Mais nous ne saurions consentir à ce mauvais sort et nous laisser endormir pour de bon dans une fédération canadienne que Leroux présente comme une «forme de mondialisme à petite échelle». S’affranchir du Canada, aujourd’hui, cela ne consiste pas seulement à rompre avec Ottawa mais à se soulever contre l’idéologie dominante qui pousse à la diabolisation des peuples. Et nous retrouvons ici l’intuition fondamentale de Leroux: le souverainisme doit se délivrer du progressisme technocratique et dépolitisant qui le condamne à l’impuissance. À toujours donner des gages au régime diversitaire, à multiplier à son endroit les gestes de soumission, il se neutralise. C’est un leurs travers: les souverainistes rêvent davantage de construire ici une société édénique, réconciliée, fleurie, immaculée, que de constituer un État indépendant pour permettre au peuple québécois d’exercer la pleine souveraineté chez lui. Ils préfèrent la pureté morale à la puissance étatique. Les souverainistes, nous dit Leroux, peinent à comprendre le pouvoir. Ils peinent aussi à comprendre le politique.  
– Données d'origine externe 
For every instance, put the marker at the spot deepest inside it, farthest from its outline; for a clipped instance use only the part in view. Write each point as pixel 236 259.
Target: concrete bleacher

Le souverainisme québécois est condamné à échouer de nouveau s’il ne porte pas au Québec, à sa manière, la révolte des peuples qui s’exprime à la fois dans la critique du supranationalisme et dans la quête traditionnelle de l’indépendance. «Il faut comprendre, dit Leroux, le malaise qui pousse les Britanniques et les Catalans à entreprendre de si grands bouleversements, sous l’angle particulier du Québec, de son histoire, de son rapport difficile à sa propre naissance au moyen de la conquête de sa souveraineté». Le souverainisme québécois ne saurait plus être une forme de pragmatisme effarouché devant la mobilisation des passions collectives. Au contraire: la colère des peuples est légitime. Ceux qui plaident pour l’État-nation ne se portent pas à la défense d’une forme historique périmée. Au contraire: ils se mobilisent pour conserver le cadre à travers lequel les peuples font l’exercice de la souveraineté et parviennent à poser leur identité historique comme norme collective.    


Je m’en voudrais de ne pas le dire: Leroux a cette capacité rare de voir le monde autrement qu’à travers les lunettes officielles imposées par le régime. Il y aurait bien d’autres choses à dire sur cet ouvrage hors de l’ordinaire, essentiel, qui traduit en termes québécois des questions qui traversent le monde occidental. Nul besoin d’en partager toutes les analyses et les conclusions – le démocrate libéral que je suis trouve son antilibéralisme exagérément sévère, pour le dire d’un euphémisme- pour en reconnaître la richesse et pour convenir que David Leroux est certainement un des penseurs les plus stimulants de ce qu’on appelle la nouvelle génération. Cela s’explique peut-être en partie parce qu’il mène sa vie intellectuelle à l’extérieur des institutions formatées qui définissent l’idéologie officielle. Mais cela s’explique aussi par sa vitalité intellectuelle bouillonnante, qui l’amène à penser les questions interdites, sans se soumettre aux tabous qui les écrasent. Je ne sais pas si les souverainistes, tels qu’ils sont devenus, parviendront à s’approprier politiquement cette pensée ou du moins, à en retenir certains fragments essentiels. J’en serais surpris. Je suis convaincu, toutefois, qu’ils devraient entrer en dialogue avec elle.